Enjoyable, if overlong, Cold War biopic of Rudolf Nureyev who defected in 1962
- The White Crow review by PV
It's often hard to think that the oppressive communism of the Soviet Union and its Eastern European empire lasted until 1989, though Gorbachev's Glasnost and Perestroika meant things liberalised after 1985 - I think Nureyev visited his homeland again in 1987/8, and then sadly died of AIDS not long after.
The monitoring and spying of the KGB was truly scary, and yet the suspicion of foreigners was always there in Russia and still is now. I visited Communist Russia in 1979 and saw it all first hand. Many problems later in Russia and still are, in what is really a dictatorship ruled by oligarch thieves BUT it could never be as bad as the Cold War days.

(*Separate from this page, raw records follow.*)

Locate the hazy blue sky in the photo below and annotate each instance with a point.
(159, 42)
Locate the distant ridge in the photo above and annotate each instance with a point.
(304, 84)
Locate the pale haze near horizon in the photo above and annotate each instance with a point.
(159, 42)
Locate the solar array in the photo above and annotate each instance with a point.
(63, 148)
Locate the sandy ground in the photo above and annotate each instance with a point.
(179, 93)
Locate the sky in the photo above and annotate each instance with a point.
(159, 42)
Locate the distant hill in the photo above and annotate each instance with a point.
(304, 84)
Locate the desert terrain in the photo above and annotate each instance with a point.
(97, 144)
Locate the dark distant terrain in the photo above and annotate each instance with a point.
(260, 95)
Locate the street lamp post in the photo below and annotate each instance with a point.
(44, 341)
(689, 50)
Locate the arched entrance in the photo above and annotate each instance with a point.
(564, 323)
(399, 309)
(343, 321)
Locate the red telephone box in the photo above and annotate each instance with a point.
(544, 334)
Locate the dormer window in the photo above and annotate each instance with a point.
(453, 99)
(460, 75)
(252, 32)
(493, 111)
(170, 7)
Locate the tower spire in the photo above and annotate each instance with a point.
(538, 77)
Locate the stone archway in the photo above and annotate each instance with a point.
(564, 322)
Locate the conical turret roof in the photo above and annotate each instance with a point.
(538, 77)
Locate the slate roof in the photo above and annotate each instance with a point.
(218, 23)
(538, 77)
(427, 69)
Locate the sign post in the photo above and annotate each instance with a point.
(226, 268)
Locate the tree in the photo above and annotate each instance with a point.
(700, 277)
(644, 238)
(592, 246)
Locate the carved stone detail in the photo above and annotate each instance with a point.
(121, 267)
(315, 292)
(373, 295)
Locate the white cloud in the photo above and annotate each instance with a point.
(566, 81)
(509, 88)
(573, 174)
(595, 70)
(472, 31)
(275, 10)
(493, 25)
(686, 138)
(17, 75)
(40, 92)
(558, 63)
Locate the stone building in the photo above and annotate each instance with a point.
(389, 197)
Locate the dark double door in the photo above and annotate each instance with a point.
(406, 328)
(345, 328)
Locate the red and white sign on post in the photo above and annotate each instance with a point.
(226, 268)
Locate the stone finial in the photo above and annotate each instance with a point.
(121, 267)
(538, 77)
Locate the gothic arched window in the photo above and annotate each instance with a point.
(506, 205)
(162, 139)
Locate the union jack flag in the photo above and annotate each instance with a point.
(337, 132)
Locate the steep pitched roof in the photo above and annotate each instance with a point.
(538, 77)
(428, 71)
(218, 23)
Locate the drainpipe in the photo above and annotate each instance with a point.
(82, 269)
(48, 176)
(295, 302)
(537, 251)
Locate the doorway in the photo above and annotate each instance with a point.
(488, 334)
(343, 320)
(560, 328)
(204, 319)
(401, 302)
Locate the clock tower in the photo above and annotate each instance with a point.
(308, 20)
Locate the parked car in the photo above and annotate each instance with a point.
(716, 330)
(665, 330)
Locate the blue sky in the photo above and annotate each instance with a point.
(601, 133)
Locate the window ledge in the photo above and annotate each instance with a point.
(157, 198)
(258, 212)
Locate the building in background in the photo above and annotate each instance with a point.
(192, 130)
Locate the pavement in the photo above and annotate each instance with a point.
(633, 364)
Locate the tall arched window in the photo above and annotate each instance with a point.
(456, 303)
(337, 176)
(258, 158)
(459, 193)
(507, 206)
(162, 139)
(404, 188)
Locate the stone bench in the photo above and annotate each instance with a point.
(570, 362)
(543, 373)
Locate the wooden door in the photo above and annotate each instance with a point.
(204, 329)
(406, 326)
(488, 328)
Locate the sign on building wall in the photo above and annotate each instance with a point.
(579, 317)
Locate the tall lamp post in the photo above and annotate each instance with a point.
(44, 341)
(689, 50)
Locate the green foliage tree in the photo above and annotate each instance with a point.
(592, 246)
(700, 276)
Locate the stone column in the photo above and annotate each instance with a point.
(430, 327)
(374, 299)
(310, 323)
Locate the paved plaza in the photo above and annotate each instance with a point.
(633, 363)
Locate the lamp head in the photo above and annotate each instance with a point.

Some interesting back story here and well-played characters, though oddly, even though this may be more accurate, the version of the airport defection scene shown here is less effective than the one I saw in a TV drama documentary earlier this year.
But it's all enjoyable - and worth seeing how people like this dancer can shout #metoo too after abuse from powerful older women.
I am not a huge fan of dancing but the scenes here are truly spectacular.
Not perfect but 4 stars. I enjoyed it. Probably not for kids with the attention spans of puppies though!
4 out of 5 members found this review helpful.
- The White Crow review by CW
Having seen film clips and read about Nureyev and seen the documentary I Am A Dancer, I had looked forward to seeing The White Crow. First I watched the special features where I learned about the research to make the movie as authentic as possible. Casting was brilliant. There are moments, watching Oleg Ivenko, where he seems to actually hover, to float suspended in the air as Nureyev did. Though I knew the outcome, that he was given asylum, able to defect, still I felt the suspense. I think it is a must watch for ballet lovers but also to people who have never thrilled to a live performance. Simple moments, like when the camera is just played on the dancer’s feet, are remarkable, seeing the excruciating work to achieve perfect turnout. Also in the special features I learned that Oleg Ivenko after a 12-14 hour day of filming, still had to spend 2 hours exercising at the barre lest he get out of shape. Ralph Fiennes directed and acts as ballet master Pushkin. Loved it.
1 out of 1 members found this review helpful.
I Enjoyed IT
- The White Crow review by AA
I had the privilege of seeing Nureyev dance at the Royal Opera House in the mid 1970's shortly after being transferred to London. There was a presence about him that I felt the film only scratched the surface of'. He was a perfectionist and this side of his character for me did not really stand out. I would love to know what happened to his Soviet Handlers when they finally got home, labour camp in Siberia?
1 out of 2 members found this review helpful.